Breaking Barriers in Cancer Therapy: AI-Designed PROTAC Targets PKMYT1
Cancer cells often rely on “backup systems” to survive when their cell cycle controls fail. One such system involves PKMYT1, a protein that helps regulate when cells divide. In some cancers—especially those with genetic changes like CCNE1 amplification or mutations in FBXW7 and PPP2R1A—PKMYT1 becomes essential for tumour growth. Removing PKMYT1 kills these cancer cells while sparing healthy ones, a process called synthetic lethality.

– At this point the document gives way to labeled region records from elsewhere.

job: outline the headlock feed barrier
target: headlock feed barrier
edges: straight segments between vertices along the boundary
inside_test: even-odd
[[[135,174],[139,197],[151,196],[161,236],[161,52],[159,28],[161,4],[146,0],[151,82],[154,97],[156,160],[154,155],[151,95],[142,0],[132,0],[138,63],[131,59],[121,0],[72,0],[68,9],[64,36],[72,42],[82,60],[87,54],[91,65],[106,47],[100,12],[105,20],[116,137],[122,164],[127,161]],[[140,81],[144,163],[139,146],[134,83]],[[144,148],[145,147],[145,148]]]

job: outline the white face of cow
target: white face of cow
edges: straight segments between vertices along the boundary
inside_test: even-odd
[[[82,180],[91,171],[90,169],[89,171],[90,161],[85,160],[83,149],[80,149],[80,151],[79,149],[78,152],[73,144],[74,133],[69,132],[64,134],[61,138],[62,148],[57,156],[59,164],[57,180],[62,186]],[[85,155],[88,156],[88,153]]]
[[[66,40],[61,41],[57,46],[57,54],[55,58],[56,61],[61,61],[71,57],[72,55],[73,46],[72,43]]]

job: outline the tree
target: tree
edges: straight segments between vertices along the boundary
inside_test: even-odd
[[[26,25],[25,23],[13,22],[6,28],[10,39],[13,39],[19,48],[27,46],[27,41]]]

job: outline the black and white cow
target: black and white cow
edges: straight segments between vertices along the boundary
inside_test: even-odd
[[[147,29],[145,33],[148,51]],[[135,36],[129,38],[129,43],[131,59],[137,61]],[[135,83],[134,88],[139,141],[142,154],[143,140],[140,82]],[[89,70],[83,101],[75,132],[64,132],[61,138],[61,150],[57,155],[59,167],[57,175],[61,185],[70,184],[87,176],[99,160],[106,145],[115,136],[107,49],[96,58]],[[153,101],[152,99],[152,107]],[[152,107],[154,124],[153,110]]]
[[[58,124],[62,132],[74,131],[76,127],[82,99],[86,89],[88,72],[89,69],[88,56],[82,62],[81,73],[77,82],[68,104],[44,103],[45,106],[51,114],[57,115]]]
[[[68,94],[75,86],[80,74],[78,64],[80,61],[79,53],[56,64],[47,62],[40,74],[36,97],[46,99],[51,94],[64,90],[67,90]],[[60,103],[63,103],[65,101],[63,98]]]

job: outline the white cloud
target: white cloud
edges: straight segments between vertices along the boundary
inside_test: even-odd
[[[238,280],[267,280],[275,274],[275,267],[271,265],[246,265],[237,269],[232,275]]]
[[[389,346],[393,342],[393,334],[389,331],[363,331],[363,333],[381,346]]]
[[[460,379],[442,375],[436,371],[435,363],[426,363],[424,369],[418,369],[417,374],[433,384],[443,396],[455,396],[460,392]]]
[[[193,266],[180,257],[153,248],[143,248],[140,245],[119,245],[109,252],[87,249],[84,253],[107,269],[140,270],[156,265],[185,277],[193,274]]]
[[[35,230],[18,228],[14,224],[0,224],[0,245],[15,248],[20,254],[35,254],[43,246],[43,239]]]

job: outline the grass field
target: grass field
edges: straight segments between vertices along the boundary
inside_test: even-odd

Existing PKMYT1 inhibitors suffer from poor selectivity and side effects. To overcome this, Insilico Medicine Shanghai Ltd and Insilico Medicine Hong Kong Ltd used macromolecular crystallography (MX) at Diamond to determine PKMYT1’s 3D structure, then applied AI to design and optimise a new drug called a PROTAC. Unlike traditional drugs that simply block a protein, PROTACs tag the protein for destruction inside the cell.
The result? D16-M1P2, a bifunctional PROTAC that combines a novel PKMYT1 blocker with a component that recruits the cell’s own disposal system (via cereblon, an E3 ligase). This means the drug both inhibits PKMYT1’s activity and removes PKMYT1 completely.